I saw the headline and cringed. But not because I was worried about snooping landlords.
That story, in the Washington Post, featured a startup bragging that it could turn social media profiles into reports for landlords. The reports would rank applicants’ personality traits and financial stress levels, and would even note if they mentioned a pregnancy. “If you’re living a normal life, then, frankly, you have nothing to worry about,” quipped the company’s co-founder.
If you read tech journalism, you may be convinced that your Facebook posts, who you follow on Twitter, or the previous employers you list on LinkedIn are being constantly laundered through secret algorithms to make scores that creditors, landlords, and employers use to judge you.
You may have heard, for example, of the fabled “Facebook credit score”:
These headlines probably get lots of clicks. But the picture they paint is just plain wrong.
I work at Upturn, where we’re constantly thinking about how technology shapes opportunity and inequality. (This year, for example, our team helped advocates work with Google to ban payday loan ads and rated police body camera policies on civil rights.) I used to enforce consumer protection laws, and, before that, I was a privacy advocate.

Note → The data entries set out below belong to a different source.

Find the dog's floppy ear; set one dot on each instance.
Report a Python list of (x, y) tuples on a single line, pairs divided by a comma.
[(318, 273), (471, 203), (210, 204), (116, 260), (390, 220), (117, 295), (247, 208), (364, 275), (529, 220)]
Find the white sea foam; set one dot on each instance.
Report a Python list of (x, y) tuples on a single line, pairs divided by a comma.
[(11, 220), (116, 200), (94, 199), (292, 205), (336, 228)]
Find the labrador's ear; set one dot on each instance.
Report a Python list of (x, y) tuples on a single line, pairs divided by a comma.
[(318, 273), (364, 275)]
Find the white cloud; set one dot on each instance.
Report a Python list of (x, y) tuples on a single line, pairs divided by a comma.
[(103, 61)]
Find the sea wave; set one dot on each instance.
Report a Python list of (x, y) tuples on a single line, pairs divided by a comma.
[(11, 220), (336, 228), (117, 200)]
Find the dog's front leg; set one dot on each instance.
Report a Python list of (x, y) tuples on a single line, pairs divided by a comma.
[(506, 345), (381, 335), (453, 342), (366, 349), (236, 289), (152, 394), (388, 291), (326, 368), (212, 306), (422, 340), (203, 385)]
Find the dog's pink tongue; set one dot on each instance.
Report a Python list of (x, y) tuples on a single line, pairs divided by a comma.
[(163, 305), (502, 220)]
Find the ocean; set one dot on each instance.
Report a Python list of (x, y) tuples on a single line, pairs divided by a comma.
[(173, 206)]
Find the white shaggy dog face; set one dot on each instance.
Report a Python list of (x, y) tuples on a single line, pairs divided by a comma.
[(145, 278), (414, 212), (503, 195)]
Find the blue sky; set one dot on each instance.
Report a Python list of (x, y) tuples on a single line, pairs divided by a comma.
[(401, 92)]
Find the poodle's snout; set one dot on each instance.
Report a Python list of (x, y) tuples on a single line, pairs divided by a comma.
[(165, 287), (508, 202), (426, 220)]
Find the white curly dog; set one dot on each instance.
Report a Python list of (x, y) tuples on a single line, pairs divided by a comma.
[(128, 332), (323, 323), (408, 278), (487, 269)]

The idea that a person could be automatically denied credit or housing based on their social media footprint is exactly the kind of “big data” redlining that I try to guard against.
There’s just one problem: Social media scores — scores designed to be used for important decisions beyond marketing — are pretty much a myth. Facebook is not giving out credit scores based on its users’ profiles and friends, and it doesn’t want anyone else to, either. Any company that claims to be doing so is probably full of it.
Why do I say that? We’ll get there. But first, here’s why we should care:
This hype distracts from real problems.
I see it firsthand. I sit on panels about access to credit that get derailed by rumors of these “secret scores.” I field questions from puzzled journalists. I read concerned e-mails and Facebook posts from family and friends (“is this real?!”). (No. It’s not real.)
In the meantime, important issues have to compete for attention. Three examples: The Consumer Financial Protection Bureau says 35 million people in the United States — many of them poor and minorities — face substantially reduced access to credit because they lack a credit record sufficient to produce a credit score. The laws that govern debt collection — a frequently abusive practice — haven’t been revamped in 40 years. And there are still far too few safe, short-term loans for people who need them.
I want everyone who cares about inequality in the digital age to think more about real, unsolved problems, and less about the smoke-and-mirrors world of big data scores.
. . .
In that spirit, here’s a rundown of why social media scores aren’t a big deal today, and won’t likely become one in the near future:
1. Social networks have started to prohibit scoring companies from accessing their data.
Earlier this year, Facebook adopted a new rule for outside developers:
Don’t use data obtained from Facebook to make decisions about eligibility, including whether to approve or reject an application or how much interest to charge on a loan.
The language speaks for itself. Any company claiming to use Facebook data to make serious decisions about people is out of line.
These rules make good sense, and I expect we’ll see more of them. Today, at least, social networks are focused on making money from ads. They want their users sharing, not looking over their shoulders. And they probably don’t want to risk triggering new legal obligations. Which leads me to…
2. Federal laws in the United States
Technology is outrunning many laws. But the laws we do have, on this front, do have some power. Here are two important ways they are working:
Social networks don’t want to look like credit bureaus, which are actually regulated. The Fair Credit Reporting Act requires a wide range of companies that collect data about people for the purpose of certain “eligibility” decisions (including lending, employment and insurance) to meet a raft of legal obligations, including accuracy of data. Today’s social networks don’t want to risk having to take on these responsibilities.
Lenders, employers, and landlords could get in legal trouble for using social media scores. A range of federal laws, including the Equal Credit Opportunity Act, Title VII of the Civil Rights Act, and the Fair Housing Act can trigger liability when seemingly neutral practices cause lead to unfair results (“disparate impact”).
Today’s mainstream credit scores (e.g., the famous FICO score) have been carefully tested, and are sold with the guarantee that they are legally compliant. Social media scores won’t be able to offer same guarantees for quite some time (if ever).
3. We don’t know if social media scores are actually good at predicting anything.
Even in the relatively well-studied field of credit, the predictiveness of social media-based scores is ambiguous at best. When traditional credit data is available (like how you pay your bills), social media data adds very little value.
. . .
In closing, a couple of caveats.
Companies outside of the United States are starting to make important decisions about people based on their Internet behavior. These experiments are being conducted under different legal regimes, and typically try to address the absence of a robust consumer reporting infrastructure. They deserve scrutiny.
And regardless of where you live, it’s reasonable to worry that an employer or landlord might try to peek at your social media accounts, even though they probably shouldn’t. So, yes, check your privacy settings.
Just don’t get too distracted by the social media score hype. This isn’t an issue yet. We have real problems to solve.